Bill shook his head, wetting his bottom lip. “Amazing,” he muttered. “Your capacity for bullshit . . .”
“My capacity,” Draco repeated. “Because I’m the one who wanted to apologize for the unthinkable trauma of having been kissed.”
“I wanted to apologize for not doing it sooner,” Bill said simply.
“You wan – “ Draco blinked, mouth snapping shut on a wave of incomprehension. It was possible, Draco mused, that the look on Bill’s face was unbridled amusement. He considered being affronted
Bill smiled and stepped closer. “So. It is actually possible to shut you up.”
“I – “
“I should’ve brought a camera. A Muggle one – one of those kind that makes films. No one’ll believe me.”
“I – “
“Nice fish impersonation. If you wanted to try for a complete sentence some time, that’d be grand.”
“I – “
“Mind if I do it again?”
Draco coloured. “I – “
“I’ll take that as no, then.”
Draco reached to push Bill away, but somehow his fingers ended up twisted in Bill’s shirt, dragging him closer, thrilling at the wash of magic beneath his touch. Bill was smiling – fucking smiling as he leaned in close, and fuck, Draco thought as he parted his lips, it was the best fucking thing he’d ever seen, and he’d lost his mind, lost it completely to be this fucking happy to be kissing a Weasley but damn, it was good, they were good, cayenne on their skin and fennel on their lips, breath shot through with lemongrass and ginger.

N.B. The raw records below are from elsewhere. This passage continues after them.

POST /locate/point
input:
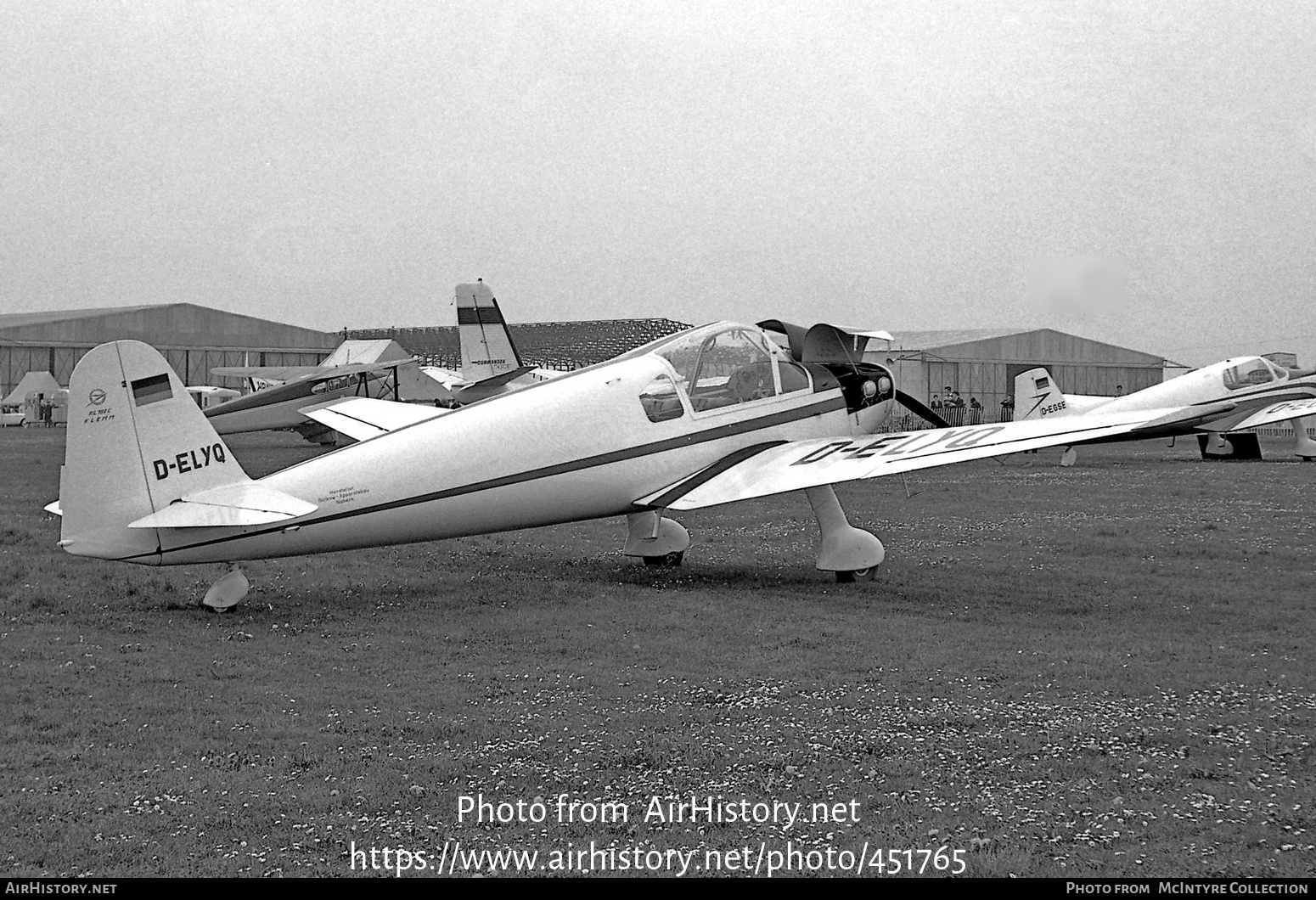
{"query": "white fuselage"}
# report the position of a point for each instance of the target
(569, 449)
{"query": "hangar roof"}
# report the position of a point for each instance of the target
(160, 325)
(1003, 344)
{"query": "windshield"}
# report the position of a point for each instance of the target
(1248, 374)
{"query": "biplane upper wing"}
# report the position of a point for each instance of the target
(365, 418)
(775, 467)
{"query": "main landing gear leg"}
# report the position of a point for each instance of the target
(228, 591)
(660, 541)
(849, 552)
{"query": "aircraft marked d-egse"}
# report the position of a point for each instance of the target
(707, 416)
(1237, 394)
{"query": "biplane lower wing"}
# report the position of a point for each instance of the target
(363, 418)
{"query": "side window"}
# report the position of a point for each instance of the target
(734, 368)
(1248, 374)
(661, 400)
(794, 376)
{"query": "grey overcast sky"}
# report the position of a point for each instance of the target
(892, 165)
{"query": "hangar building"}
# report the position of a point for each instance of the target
(553, 345)
(983, 363)
(194, 339)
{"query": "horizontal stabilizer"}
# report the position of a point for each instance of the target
(246, 503)
(365, 418)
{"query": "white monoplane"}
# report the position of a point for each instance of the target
(1234, 395)
(703, 418)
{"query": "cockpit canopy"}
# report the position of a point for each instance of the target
(720, 365)
(1251, 373)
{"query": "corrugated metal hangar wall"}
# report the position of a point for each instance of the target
(194, 339)
(983, 363)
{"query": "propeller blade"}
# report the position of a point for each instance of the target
(919, 409)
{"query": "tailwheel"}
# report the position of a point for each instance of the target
(857, 575)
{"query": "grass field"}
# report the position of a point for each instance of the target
(1100, 670)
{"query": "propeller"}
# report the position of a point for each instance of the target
(828, 344)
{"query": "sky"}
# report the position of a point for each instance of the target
(1143, 174)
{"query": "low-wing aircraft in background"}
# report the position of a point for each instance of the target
(382, 370)
(396, 376)
(1236, 394)
(701, 418)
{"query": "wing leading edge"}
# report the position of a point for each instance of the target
(779, 467)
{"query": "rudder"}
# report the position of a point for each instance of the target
(1038, 395)
(487, 346)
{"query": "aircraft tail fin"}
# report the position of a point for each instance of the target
(1038, 395)
(1304, 447)
(487, 346)
(137, 442)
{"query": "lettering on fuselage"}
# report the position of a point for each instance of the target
(1294, 406)
(102, 414)
(340, 497)
(189, 461)
(899, 445)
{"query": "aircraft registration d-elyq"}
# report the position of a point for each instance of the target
(1234, 395)
(701, 418)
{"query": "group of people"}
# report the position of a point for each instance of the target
(953, 409)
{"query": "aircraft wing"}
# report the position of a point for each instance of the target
(775, 467)
(365, 418)
(232, 504)
(1278, 412)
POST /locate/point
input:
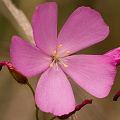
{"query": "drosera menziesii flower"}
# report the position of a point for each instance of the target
(115, 54)
(77, 108)
(94, 73)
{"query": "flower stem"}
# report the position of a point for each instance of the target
(36, 107)
(53, 118)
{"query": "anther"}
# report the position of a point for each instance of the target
(51, 65)
(68, 52)
(54, 52)
(65, 65)
(60, 46)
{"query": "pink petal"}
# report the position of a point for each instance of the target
(94, 73)
(84, 28)
(54, 93)
(115, 54)
(77, 108)
(28, 59)
(44, 25)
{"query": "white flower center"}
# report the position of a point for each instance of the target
(56, 59)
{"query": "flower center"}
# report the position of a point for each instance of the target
(56, 59)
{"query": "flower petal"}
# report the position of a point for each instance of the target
(54, 93)
(28, 59)
(44, 25)
(115, 54)
(84, 28)
(94, 73)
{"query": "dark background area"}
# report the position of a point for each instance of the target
(16, 101)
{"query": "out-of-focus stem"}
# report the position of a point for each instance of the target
(21, 19)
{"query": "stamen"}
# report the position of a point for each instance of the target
(65, 65)
(68, 52)
(51, 65)
(60, 46)
(54, 52)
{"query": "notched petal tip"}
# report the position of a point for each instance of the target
(115, 54)
(15, 73)
(77, 108)
(117, 95)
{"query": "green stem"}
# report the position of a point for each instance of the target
(36, 107)
(53, 118)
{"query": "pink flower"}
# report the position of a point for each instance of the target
(94, 73)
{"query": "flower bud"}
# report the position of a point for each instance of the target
(20, 78)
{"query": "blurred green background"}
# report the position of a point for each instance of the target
(16, 101)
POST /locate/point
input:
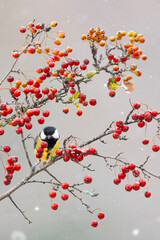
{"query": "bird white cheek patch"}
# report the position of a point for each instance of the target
(56, 134)
(42, 136)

“You’ve no business playing with this,” managed Draco as Bill pulled away.
“There you go again – assuming this is some sort of game.”
Draco shook his head as if to clear it. “What else?”
“Like I know.” Bill ran a thumb along Draco’s cheekbone. “But I like how you taste.”
“How I taste?”
“Like rain. Like shit I can’t afford and half-knew once, someplace green.”
Draco blinked. “You’re almost completely mental you know,” he offered to distract from the tremble of recognition in his fingertips.
“Almost completely. Reckon you can deal?”
Draco turned the thought over, fingers still tight in the weave of Bill’s shirt. The charge in the air was a storm’s waking breath and he swallowed to remember grass and mud, the sky rolling black with April’s secrets.
He smiled with recognition. “I can try,” he said.